The secondhand clothes trade epitomizes the interdependence between formal and informal economic operations, where one system cannot exist without the other. Traditional schools of thought that focus on the duality of formality and informality ignore this very interdependence. Every Egyptian economist is aware that the majority of the labor force within the formal sector is made up of unregistered workers.
Yet Khalil thinks it is reductive to look at the issue comprehensively and prefers studying each case separately.
“The political economy of secondhand clothes in Egypt originates from a phase in Egypt’s contemporary history when the state adopted free market policies and, as a result, traders in Bulaq were awarded trade licenses for these imported secondhand clothes,” Khalil says. “The licenses were then inherited by the sons. This development was entangled with the political, social and legal infrastructure in Egypt to produce what we see today in Wekalet el-Balah.”
Reducing the issue to simply passing legislation that facilitates registration and trying to lure unregistered enterprises with incentives won’t work, precisely because the two economies are entangled and interdependent.
Many researchers have criticized aspects of the formal and informal economies for their role in reproducing the difficult working conditions of ordinary people who fall into the “informal” category.
In a 2015 paper titled ‘understanding informality’, sociology professor Lila Grunwald explains that the main criticism of this dichotomy is that it does not recognize the living conditions of those who work informally, and that they resort to this work out of necessity. Without this informality these people would be unable to access an income and security, even though the income is unstable and the security is temporary.
The binary approach helps create a perception that people working in the informal sector have deviated from some “natural” path.

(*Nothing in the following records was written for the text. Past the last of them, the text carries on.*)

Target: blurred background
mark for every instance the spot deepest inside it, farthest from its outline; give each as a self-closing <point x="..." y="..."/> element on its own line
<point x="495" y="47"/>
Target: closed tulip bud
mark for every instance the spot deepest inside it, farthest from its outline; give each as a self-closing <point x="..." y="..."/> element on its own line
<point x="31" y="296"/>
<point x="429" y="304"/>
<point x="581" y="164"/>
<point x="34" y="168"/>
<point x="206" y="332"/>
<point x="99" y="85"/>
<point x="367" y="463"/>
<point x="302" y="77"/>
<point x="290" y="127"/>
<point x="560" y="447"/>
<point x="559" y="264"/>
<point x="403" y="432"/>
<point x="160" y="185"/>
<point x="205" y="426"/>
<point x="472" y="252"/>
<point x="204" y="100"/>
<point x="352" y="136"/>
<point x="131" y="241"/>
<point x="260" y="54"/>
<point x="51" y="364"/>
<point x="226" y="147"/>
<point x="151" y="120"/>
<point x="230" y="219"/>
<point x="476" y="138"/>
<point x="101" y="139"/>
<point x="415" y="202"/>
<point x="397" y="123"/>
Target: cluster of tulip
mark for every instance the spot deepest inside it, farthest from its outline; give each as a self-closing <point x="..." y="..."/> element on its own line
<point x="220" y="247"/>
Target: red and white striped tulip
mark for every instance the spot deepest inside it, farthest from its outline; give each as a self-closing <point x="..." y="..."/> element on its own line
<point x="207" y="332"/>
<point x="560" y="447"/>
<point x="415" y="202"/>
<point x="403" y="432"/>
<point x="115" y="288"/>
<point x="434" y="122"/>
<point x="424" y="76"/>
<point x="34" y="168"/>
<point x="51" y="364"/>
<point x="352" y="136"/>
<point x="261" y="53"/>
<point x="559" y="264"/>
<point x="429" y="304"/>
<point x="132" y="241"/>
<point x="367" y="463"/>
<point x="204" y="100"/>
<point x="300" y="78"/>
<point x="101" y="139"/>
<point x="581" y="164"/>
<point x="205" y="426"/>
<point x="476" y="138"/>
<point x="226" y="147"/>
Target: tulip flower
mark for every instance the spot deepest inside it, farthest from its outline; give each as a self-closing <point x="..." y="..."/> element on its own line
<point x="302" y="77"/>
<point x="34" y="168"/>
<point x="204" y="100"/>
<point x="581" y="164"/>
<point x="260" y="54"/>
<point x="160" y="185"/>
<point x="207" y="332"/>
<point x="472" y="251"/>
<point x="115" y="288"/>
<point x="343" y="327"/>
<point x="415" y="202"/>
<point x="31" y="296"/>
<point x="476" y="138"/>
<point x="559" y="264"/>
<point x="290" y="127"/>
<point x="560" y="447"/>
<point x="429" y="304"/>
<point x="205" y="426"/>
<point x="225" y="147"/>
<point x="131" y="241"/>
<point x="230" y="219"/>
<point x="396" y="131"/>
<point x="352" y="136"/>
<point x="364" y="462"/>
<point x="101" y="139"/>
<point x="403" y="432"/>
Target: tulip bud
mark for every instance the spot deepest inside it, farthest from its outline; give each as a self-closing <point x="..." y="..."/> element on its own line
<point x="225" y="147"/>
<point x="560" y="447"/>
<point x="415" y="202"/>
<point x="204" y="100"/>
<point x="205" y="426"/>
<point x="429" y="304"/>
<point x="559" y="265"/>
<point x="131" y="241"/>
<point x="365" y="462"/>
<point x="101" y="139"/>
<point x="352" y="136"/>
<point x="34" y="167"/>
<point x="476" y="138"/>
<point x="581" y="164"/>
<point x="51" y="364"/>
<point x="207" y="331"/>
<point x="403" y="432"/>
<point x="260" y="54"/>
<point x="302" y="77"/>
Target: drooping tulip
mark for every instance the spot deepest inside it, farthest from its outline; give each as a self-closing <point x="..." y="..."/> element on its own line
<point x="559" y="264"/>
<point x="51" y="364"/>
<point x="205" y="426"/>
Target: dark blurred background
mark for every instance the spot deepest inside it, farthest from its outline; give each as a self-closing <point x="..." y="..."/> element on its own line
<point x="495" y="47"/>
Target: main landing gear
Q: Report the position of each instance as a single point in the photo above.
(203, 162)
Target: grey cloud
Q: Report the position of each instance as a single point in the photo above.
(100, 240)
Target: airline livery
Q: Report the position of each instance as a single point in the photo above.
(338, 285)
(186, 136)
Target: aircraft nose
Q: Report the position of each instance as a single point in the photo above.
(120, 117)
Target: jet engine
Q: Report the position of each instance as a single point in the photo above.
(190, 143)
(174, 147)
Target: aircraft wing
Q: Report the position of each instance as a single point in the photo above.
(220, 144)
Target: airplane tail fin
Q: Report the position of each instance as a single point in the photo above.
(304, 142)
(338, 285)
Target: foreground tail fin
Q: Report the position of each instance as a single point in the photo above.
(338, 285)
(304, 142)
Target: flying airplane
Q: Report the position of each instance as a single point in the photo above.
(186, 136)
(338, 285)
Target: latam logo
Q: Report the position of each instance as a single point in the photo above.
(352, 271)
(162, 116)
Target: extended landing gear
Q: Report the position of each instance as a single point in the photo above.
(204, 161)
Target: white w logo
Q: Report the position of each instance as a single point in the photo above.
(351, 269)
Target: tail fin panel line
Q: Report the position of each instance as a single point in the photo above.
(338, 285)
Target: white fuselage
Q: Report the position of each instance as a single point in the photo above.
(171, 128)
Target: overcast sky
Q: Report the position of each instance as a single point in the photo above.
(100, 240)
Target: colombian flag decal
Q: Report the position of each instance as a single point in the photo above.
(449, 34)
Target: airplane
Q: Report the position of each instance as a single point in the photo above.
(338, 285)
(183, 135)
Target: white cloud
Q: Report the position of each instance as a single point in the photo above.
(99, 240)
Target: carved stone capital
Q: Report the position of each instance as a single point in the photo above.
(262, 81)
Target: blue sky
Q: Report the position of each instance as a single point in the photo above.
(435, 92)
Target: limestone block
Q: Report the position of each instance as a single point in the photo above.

Accordingly, informality becomes a stigma which allows for people in more privileged positions to use force or incentives in their dealings with them.
“The issue of trying to merge the informal with the formal is that it’s an artificial construct, and is phrased in a legal and procedural manner that does not look at reality,” says Amr Adly, a political economist at the American University in Cairo.
Why go after the street vendor?
“The most distinguishing feature of the informal economy is that most of its activities are micro transactions, with low-value products being exchanged for self-employment,” says Adly. He adds that the low value of these goods renders their revenues insignificant for the government.
Official statistics show that most of the businesses in Egypt are micro and small enterprises. For example, in Cairo, 94.28% of enterprises employ a range of 1 to 5 people, and 23% of those employ just one person, according to the 2017 population count.
In Adly’s view, informality is a symptom of economic backwardness, not one of its causes. He says legalization comes naturally as small enterprises expand and increasingly need the state to play a role in regulating business interactions with parties outside of personal circles, which typically characterize their base, as well as to provide financing for growth.
Adly says one of the main reasons the state wants to legalize these enterprises is to tax them. “The traditional method of tax collection is through indirect taxes of small enterprises and direct taxes of larger enterprises that generate high revenues,” he says.
“As for pursuing a street vendor to collect five pounds, it’s laughable.”